For many of us, waking up early is difficult. Yet we try to do it. Why? Because everyone seems to be doing it. Everyone tells us that it’s good for us. Our work demands it of us. Society demands it of us. We are told in order to be successful we need to rise early. And so we feel pressured. We feel guilty. We suck it up. We obey this norm. But this is wrong.
Some of us are night owls. We are at our most productive at night; when it’s peaceful and there are no distractions. We enjoy rising later to account for our unique habits. And this is fine. Everyone is different. No one person is the same. It’s time then to stop feeling guilty because of what society regards as normal. What is normal anyway? Normal is relative.
The next time someone mentions the importance of rising early – mention that there is a growing body of research highlighting that we are in a sleep deprivation crisis and that rising later is better to allow for our unique body clock.
We are in a sleep deprivation crisis
Society is in the midst of a sleep deprivation crisis as we force ourselves to adapt to working hours that are not in sync with our Circadian rhythms (natural body clock that regulates the timing of sleeplessness and wakefulness):
“At the age of 10 you get up and go to school and it fits in with our nine-to-five lifestyle. When you are about 55 you also settle into the same pattern. But in between it changes a huge amount and, depending on your age, you really need to be starting around three hours later, which is entirely natural.” – Dr Paul Kelley (Sleep and Circadian Neuroscience Institute at the University of Oxford), The Guardian.
The biggest age group affected is 14-24-year-olds. This has far reaching implications for our health. Kelley says the following, speaking to the Telegraph:
‘It is hugely damaging on the body’s systems because you are affecting physical, emotional and performance systems in the body…”

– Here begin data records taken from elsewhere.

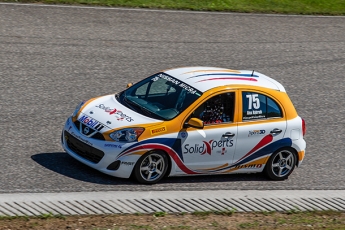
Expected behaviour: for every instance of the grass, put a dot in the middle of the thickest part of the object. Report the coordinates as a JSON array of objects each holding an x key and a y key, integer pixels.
[
  {"x": 296, "y": 219},
  {"x": 310, "y": 7}
]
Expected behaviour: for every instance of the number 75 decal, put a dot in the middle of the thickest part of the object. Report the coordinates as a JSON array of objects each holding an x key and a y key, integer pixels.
[{"x": 253, "y": 101}]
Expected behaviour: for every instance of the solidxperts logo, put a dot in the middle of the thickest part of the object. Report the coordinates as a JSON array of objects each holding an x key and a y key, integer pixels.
[
  {"x": 256, "y": 132},
  {"x": 208, "y": 147}
]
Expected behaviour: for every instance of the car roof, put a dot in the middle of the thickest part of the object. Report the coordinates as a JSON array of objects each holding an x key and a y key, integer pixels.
[{"x": 206, "y": 78}]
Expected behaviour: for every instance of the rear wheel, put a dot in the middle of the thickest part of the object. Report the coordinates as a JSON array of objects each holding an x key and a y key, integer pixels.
[
  {"x": 151, "y": 167},
  {"x": 281, "y": 164}
]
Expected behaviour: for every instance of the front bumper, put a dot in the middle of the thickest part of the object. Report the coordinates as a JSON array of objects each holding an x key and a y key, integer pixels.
[{"x": 98, "y": 154}]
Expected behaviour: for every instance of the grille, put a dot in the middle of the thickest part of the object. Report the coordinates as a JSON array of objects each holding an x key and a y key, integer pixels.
[
  {"x": 83, "y": 150},
  {"x": 97, "y": 135}
]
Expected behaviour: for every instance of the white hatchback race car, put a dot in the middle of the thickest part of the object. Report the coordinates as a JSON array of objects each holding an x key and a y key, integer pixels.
[{"x": 189, "y": 121}]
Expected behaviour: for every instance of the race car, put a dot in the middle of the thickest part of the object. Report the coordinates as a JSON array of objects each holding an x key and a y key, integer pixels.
[{"x": 189, "y": 121}]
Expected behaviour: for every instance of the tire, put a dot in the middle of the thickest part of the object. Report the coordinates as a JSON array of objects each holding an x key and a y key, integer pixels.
[
  {"x": 151, "y": 167},
  {"x": 281, "y": 164}
]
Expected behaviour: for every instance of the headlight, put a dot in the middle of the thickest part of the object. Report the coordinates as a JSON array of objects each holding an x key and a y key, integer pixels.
[
  {"x": 78, "y": 108},
  {"x": 127, "y": 135}
]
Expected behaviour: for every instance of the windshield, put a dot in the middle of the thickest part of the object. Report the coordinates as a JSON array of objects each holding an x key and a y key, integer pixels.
[{"x": 159, "y": 96}]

Kelley goes on to say that sleep deprivation can lead to exhaustion, frustration, anxiety, weight gain, high blood pressure, poor long term memory and can even improve chances of stimulant (alcohol) use and risk-taking.
Proposed 10:00am work starts, backed by science
As a result, Kelley advocates 08:30 am starts (or later) for 10-year-olds, 10am starts for 16-year-olds and 11:00 am starts for 18-year-olds. Not only does he recommend a change among the younger generation, he also recommends that staff should start work at 10:00 am as they are often sleep deprived – which directly affects their health, performance and output. All this does have scientific backing.
We all have melatonin – a hormone that assists in regulating our body clock. According to the National Sleep Foundation, teenagers don’t start releasing this hormone until nearly 11 o’clock at night. The hormones pumps through our blood during the night and into the late morning.This makes it difficult for teenagers to rise early.
Neuroscientists also say that teenagers are geared towards going to bed at midnight and only feel fully functional by 09:00-10:00am the next morning. In a pilot study conducted by Kelley himself who was formerly a head teacher at Monkseaton Middle School, starting hours were moved from 08:30-10:00 am. There was a marked increased in the improvement of grades by 19%. Kelley is currently part of a wider study, involving 100 schools across Britan where they are experimenting with different start times. The study which started in 2014 will end in 2018.
What this all means
The effects of sleep deprivation are real. Society needs to consider revising work and school start times to allow for us to follow our natural body clock. For 10-year old’s the current start times fit into a 9-5 lifestyle, with people returning to this pattern in their mid 50’s. For everyone else in between, later start times needs to be considered.
This is especially evident among teenagers who have a distinctly different body clock from adults. And for adults, the demands of work and the “rat-race” imply that companies need to re-consider their times – as this not only affects the health, performance and output of employees but ultimately the bottom line of companies.
And for the night owls. Each of us is different. Waking up later is natural. it’s part of our biological clock. Stop feeling guilty about it. Start feeling good about the fact that you have known and have been doing all along, what experts are increasingly advocating.